This article was published in Scientific American’s former blog network and reflects the views of the author, not necessarily those of Scientific American


What kind of discipline is computer science? I thought it was a science when I received my BS. I believed its subdiscipline software engineering was engineering when I received my PhD. I’d heard, and would continue to hear, “This isn’t any kind of science/engineering I know!” from physicists and electrical engineers. I tried for years to prove them wrong. But now I think they’re right.
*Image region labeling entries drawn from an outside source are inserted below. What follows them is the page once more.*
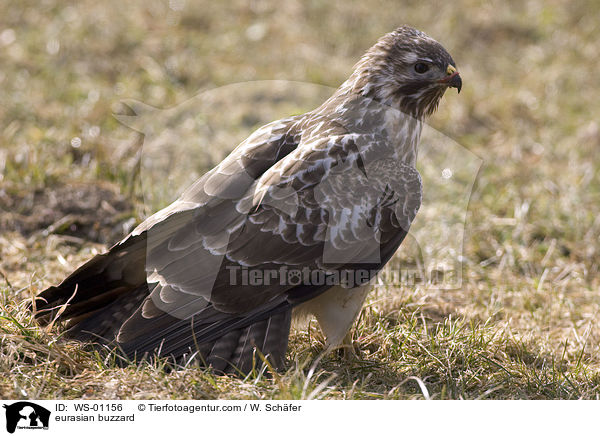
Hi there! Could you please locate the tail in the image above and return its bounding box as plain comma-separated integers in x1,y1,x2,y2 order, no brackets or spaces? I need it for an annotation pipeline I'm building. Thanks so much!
31,235,292,374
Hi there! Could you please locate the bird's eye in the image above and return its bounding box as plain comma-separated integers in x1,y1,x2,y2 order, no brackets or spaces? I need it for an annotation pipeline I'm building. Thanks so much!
415,62,429,74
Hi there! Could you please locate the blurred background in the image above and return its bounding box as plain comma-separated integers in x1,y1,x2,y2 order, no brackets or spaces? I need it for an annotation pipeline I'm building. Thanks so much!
0,0,600,398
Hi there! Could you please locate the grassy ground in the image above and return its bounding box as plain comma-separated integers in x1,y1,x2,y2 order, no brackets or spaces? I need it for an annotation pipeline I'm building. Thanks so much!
0,0,600,399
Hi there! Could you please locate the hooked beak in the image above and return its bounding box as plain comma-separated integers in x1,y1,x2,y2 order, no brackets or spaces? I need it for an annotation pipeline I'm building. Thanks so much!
438,65,462,93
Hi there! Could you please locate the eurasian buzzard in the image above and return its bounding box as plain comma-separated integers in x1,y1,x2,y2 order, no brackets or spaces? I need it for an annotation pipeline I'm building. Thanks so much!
35,27,462,373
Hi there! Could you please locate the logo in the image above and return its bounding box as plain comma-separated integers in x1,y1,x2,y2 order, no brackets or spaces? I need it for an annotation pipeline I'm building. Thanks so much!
3,401,50,433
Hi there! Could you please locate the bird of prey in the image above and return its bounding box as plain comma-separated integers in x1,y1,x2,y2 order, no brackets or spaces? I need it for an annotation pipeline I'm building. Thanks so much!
33,26,462,374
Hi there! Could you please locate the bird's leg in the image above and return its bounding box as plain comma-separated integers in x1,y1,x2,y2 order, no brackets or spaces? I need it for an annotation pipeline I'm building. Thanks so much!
301,284,370,356
337,331,360,361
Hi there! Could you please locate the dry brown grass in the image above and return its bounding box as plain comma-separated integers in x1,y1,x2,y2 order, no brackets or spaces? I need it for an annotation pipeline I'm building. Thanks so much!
0,0,600,398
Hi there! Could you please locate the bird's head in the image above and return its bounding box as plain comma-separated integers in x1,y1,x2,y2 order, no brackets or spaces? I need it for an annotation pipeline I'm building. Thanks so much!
353,26,462,118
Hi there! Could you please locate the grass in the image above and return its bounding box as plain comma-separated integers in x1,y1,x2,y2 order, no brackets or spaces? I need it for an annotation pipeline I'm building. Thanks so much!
0,0,600,399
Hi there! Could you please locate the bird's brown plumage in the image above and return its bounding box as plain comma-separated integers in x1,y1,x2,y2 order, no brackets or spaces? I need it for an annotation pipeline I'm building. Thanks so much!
36,27,461,373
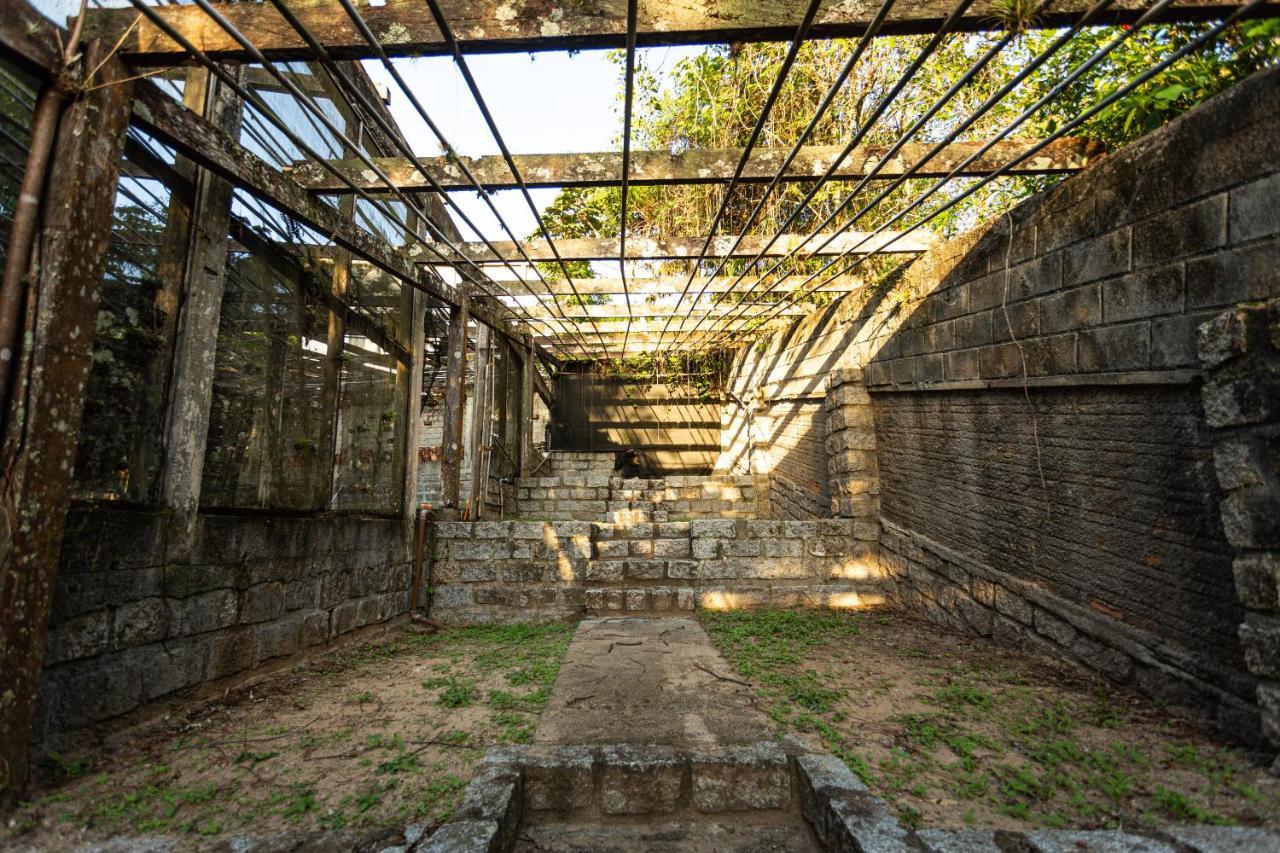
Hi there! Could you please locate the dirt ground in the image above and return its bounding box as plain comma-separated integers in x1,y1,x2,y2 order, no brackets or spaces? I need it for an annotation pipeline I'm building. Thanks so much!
0,624,573,849
700,611,1280,830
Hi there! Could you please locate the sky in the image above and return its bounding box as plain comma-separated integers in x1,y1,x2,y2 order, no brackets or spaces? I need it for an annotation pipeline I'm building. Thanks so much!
365,47,703,240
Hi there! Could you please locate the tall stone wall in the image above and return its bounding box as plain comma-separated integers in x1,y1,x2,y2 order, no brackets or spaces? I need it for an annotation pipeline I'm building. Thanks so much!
430,519,884,625
1199,297,1280,753
36,508,413,742
722,64,1280,738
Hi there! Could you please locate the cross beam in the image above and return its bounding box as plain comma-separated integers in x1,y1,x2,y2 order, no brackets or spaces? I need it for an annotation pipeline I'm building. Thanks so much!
287,138,1103,193
86,0,1280,65
424,229,937,264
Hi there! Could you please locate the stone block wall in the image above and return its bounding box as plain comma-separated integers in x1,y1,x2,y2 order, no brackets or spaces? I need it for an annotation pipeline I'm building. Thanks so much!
854,64,1280,738
36,508,412,742
823,368,879,521
430,519,883,625
1199,300,1280,753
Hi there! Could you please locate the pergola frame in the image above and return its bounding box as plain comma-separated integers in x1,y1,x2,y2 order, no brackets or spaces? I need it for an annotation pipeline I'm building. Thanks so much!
0,0,1280,798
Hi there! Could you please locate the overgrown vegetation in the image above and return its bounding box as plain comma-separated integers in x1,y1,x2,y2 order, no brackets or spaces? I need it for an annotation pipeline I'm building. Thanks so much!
6,624,573,845
701,611,1280,827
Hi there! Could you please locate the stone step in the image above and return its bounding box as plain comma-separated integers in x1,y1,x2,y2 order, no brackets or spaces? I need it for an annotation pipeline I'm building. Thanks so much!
513,817,823,853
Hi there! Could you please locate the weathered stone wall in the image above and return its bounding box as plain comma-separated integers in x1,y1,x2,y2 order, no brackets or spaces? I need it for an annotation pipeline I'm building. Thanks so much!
860,64,1280,736
1199,297,1280,753
430,519,883,625
722,70,1280,736
36,507,412,742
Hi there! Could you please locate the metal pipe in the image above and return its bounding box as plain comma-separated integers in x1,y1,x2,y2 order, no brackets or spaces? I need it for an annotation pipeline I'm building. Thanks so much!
0,83,62,434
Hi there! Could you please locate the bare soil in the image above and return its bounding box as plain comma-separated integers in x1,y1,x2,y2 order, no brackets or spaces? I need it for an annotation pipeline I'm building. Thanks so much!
0,624,573,849
701,611,1280,830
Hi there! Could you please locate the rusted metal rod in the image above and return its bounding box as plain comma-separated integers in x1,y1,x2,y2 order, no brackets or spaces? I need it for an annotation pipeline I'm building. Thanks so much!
0,83,67,425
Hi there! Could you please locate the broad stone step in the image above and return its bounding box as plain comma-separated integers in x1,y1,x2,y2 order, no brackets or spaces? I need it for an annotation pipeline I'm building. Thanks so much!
515,817,823,853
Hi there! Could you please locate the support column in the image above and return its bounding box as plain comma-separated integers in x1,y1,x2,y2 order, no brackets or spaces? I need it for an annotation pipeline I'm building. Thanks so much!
440,286,470,520
0,42,132,802
468,325,493,519
517,336,538,476
160,68,243,537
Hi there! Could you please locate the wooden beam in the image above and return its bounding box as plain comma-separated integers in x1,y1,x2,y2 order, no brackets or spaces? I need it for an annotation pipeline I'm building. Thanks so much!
0,39,132,808
468,277,867,298
86,0,1280,65
534,316,790,335
440,289,470,521
126,81,524,334
520,300,813,320
0,0,63,77
424,229,937,265
285,137,1103,193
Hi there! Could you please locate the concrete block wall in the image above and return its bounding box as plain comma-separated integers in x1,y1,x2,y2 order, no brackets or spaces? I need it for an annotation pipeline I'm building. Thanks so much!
852,64,1280,739
508,469,764,521
430,519,883,625
36,507,412,740
1199,300,1280,753
721,69,1280,738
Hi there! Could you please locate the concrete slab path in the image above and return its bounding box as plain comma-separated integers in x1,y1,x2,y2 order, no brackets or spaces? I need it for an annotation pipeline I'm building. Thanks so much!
535,617,773,751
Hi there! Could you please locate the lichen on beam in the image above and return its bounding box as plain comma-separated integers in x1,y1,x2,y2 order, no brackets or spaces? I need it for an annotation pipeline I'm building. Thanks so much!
86,0,1280,65
285,138,1103,193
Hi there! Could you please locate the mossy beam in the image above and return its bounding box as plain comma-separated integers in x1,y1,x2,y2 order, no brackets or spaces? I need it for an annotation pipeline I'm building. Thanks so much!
285,138,1103,193
133,81,520,343
424,229,936,262
86,0,1280,65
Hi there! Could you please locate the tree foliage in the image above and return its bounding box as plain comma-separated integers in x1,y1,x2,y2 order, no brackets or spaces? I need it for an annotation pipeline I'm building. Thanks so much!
535,19,1280,285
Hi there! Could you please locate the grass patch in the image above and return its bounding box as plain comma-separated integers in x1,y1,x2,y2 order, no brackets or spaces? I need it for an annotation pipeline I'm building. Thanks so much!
11,624,575,848
700,610,1280,829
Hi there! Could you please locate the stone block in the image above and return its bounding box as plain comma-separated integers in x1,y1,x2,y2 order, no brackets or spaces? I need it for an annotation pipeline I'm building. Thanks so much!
796,753,868,843
595,539,631,560
586,560,626,583
174,589,239,634
623,560,667,580
600,745,685,815
653,539,690,560
1228,173,1280,245
520,747,593,813
1079,323,1151,371
1231,553,1280,611
692,539,721,560
1221,485,1280,548
1201,370,1280,428
1133,192,1226,269
1062,228,1129,287
45,610,110,665
413,821,506,853
452,763,525,850
689,519,736,539
472,521,511,539
1023,830,1176,853
115,598,173,648
691,742,791,812
630,539,653,557
667,560,709,580
1187,237,1280,309
1032,607,1076,646
1240,613,1280,679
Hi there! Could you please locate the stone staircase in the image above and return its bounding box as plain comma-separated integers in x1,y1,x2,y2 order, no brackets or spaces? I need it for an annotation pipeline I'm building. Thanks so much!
516,451,767,524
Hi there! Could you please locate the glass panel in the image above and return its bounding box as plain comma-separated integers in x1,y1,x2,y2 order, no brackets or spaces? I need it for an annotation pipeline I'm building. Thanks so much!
333,264,408,514
201,211,332,510
76,131,180,503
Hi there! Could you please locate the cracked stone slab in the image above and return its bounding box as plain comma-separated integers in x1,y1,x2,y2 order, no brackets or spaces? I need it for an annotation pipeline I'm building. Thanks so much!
535,617,773,752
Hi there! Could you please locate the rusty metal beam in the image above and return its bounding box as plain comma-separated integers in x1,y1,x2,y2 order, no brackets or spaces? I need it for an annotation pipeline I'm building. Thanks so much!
285,138,1103,193
0,42,131,806
133,81,518,334
420,231,937,262
86,0,1280,65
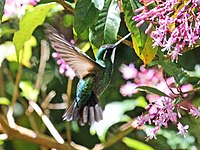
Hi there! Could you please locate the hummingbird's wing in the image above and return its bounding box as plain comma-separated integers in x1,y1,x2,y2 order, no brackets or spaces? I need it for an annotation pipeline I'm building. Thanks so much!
45,24,103,79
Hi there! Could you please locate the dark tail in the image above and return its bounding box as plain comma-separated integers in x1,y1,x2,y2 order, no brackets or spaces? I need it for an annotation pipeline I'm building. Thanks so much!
63,92,103,125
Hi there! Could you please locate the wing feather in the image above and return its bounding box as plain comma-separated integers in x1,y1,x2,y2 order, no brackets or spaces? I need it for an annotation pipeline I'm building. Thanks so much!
45,24,103,78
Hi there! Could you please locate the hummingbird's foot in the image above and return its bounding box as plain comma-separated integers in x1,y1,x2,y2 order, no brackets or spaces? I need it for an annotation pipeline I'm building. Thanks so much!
63,92,103,125
80,93,103,125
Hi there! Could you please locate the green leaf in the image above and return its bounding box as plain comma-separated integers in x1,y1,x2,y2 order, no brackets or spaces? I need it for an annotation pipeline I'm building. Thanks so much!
89,0,121,48
19,81,39,101
6,36,37,68
159,56,190,86
74,0,99,36
122,137,154,150
92,0,104,10
13,3,55,59
137,86,169,97
0,97,10,105
122,0,158,65
0,0,5,25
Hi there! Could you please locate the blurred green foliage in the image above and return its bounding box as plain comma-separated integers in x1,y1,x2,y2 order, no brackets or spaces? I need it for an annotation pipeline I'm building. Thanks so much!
0,0,200,150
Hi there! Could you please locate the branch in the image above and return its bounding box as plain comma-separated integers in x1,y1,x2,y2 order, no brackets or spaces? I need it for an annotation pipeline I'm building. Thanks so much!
0,115,74,150
66,78,72,143
117,35,133,48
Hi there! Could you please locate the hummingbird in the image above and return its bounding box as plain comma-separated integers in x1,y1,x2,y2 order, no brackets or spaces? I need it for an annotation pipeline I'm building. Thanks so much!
45,24,131,125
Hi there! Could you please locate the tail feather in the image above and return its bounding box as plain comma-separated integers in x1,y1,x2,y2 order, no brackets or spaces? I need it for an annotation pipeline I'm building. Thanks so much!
63,92,103,125
63,101,80,121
I’ve seen computer science described as many things—a blend, usually, of disciplines: mathematics and electrical engineering, with psychology thrown in, and occasionally more exotic area like physics (quantum computing) and molecular biology (biological computers). Certainly CS research and practice draw from these areas, but drawing from is different from being, or even being derived from. And none of these descriptions quite hits the mark. In my opinion, we would be best served by viewing CS as a branch of philosophy.

I don’t refer to ethics but to logic, and moreover, logic at the expense of observation. In science, a theory fails if it doesn’t predict observation. In CS theory, there is no observation. Things we use in computing—programming language, an operating system, and a computer’s instruction set—are models of a virtual reality. This reality derives from someone’s belief about the easiest way to solve a class of problems. So far, that’s not so different from science. Copernican theory succeeds because it’s easier to apply than Ptolemaic.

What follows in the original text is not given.